A comparison of measured media literacy with its subjective assessment by the respondents themselves showed that in terms of socio-demographic profile, more men than women, more younger than older people and people who use the Internet more actively are considered to be more media literate. Although some of the respondents (with rather lower measured levels of media literacy) tended to overestimate or underestimate themselves in some cases (rather women and people with higher media literacy), for most people the extent of their knowledge and thinking about media corresponded with the measured values.
“We expected some variation; this is a classic example of cognitive bias. In practice, this means that people who perform poorly in a particular area, for example, tend to significantly overestimate their achievement when compared to others. This is known professionally as the Dunning-Kruger effect,” adds Jan Burianec.
About the research
Media literacy is understood in research as a concept that consists of four key components combining media and digital knowledge, skills and abilities: ■ Access to media technologies and how to use them in everyday life
■ Analysis and evaluation of media messages (critical thinking and reading)

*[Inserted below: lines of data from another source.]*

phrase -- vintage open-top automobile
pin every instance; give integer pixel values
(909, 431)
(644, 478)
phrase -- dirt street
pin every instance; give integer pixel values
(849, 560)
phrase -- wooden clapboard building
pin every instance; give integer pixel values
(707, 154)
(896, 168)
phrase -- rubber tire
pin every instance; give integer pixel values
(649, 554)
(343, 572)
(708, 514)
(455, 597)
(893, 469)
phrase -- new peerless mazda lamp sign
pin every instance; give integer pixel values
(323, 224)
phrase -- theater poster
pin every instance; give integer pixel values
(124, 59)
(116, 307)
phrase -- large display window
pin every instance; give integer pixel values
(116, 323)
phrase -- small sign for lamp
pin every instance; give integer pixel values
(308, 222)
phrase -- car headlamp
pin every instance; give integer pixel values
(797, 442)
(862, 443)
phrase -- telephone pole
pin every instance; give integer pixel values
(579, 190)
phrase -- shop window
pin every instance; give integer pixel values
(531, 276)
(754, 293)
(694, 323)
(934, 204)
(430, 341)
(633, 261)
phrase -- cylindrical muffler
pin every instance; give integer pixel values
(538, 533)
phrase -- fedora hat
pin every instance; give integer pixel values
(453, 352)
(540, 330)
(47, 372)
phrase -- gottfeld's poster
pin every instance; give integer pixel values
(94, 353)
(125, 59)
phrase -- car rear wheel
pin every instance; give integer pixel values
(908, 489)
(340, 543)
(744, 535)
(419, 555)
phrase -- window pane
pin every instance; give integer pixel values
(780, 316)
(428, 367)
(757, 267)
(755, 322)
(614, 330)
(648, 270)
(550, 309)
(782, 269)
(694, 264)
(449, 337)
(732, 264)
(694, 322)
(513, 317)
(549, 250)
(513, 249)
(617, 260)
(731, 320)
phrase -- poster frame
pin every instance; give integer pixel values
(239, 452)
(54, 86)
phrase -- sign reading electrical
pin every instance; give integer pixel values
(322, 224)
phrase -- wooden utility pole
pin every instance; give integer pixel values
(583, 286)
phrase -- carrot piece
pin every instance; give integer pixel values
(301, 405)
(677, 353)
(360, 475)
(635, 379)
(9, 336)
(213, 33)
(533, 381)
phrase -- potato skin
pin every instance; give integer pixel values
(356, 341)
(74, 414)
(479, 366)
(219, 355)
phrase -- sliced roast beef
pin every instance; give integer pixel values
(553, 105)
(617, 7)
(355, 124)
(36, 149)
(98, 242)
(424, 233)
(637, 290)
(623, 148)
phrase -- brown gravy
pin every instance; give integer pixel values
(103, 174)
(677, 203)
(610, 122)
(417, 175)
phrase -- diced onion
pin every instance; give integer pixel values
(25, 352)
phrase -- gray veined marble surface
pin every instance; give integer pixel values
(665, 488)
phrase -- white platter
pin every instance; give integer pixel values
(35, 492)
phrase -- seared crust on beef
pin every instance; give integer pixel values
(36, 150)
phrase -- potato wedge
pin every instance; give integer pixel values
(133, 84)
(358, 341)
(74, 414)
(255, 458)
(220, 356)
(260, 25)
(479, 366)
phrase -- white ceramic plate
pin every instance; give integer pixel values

■ Media production: understanding the processes of media production and the actual production of media content
■ Reflection on the functioning of the media and the perception of the role of the media in society (together with the ideas and values associated with the media and its use and products)
The research on the population aged 15 years and older was carried out using a questionnaire. For each area, scores (pass/fail, know/not know) were assigned to respondents through scored (knowledge or skill) questions. For a better comparison of the results, the total score by domain was budgeted into a 0-100 index, where 100 is equivalent to the maximum possible score in a given domain, and the minimum 0 is fixed. The research on the population under the age of 15 was conducted through a series of group interviews that took the form of workshops with various activities of a receptive, creative and discussion nature. The data was analyzed qualitatively in the four respective areas.
Passport – population over 15 years of age: The research conducted by STEM/MARK and Palacký University in Olomouc (KMKSŽ) for the Broadcasting Council was carried out by a combination of face-to-face (CAPI) and online interviewing (CAWI) and involved 1240 respondents from the Czech population over 15 years of age. The sample is representative in terms of quota selection by gender, age, education, size of place of residence and region. Data collection took place during September and October 2021.
Passport – population under 15 years of age: Palacký University, Department of Media and Cultural Studies and Journalism for RRTV conducted a series of 90-minute group workshops using the focus group method, involving various thematic and age-appropriate activities (media reception – watching a programme, production – producing one’s own media image, discussion – about media activities, over magazine advertisements or social media profiles). In the 5-7 age group, four group sessions were carried out with 38 children participating, in the 8-10 age group there were also four groups with 32 children and in the 11-14 age group three workshops were organised with 13 teenagers. In total, 83 children from different areas of the country and with different socio-economic backgrounds participated. Data collection took place during June to August 2021.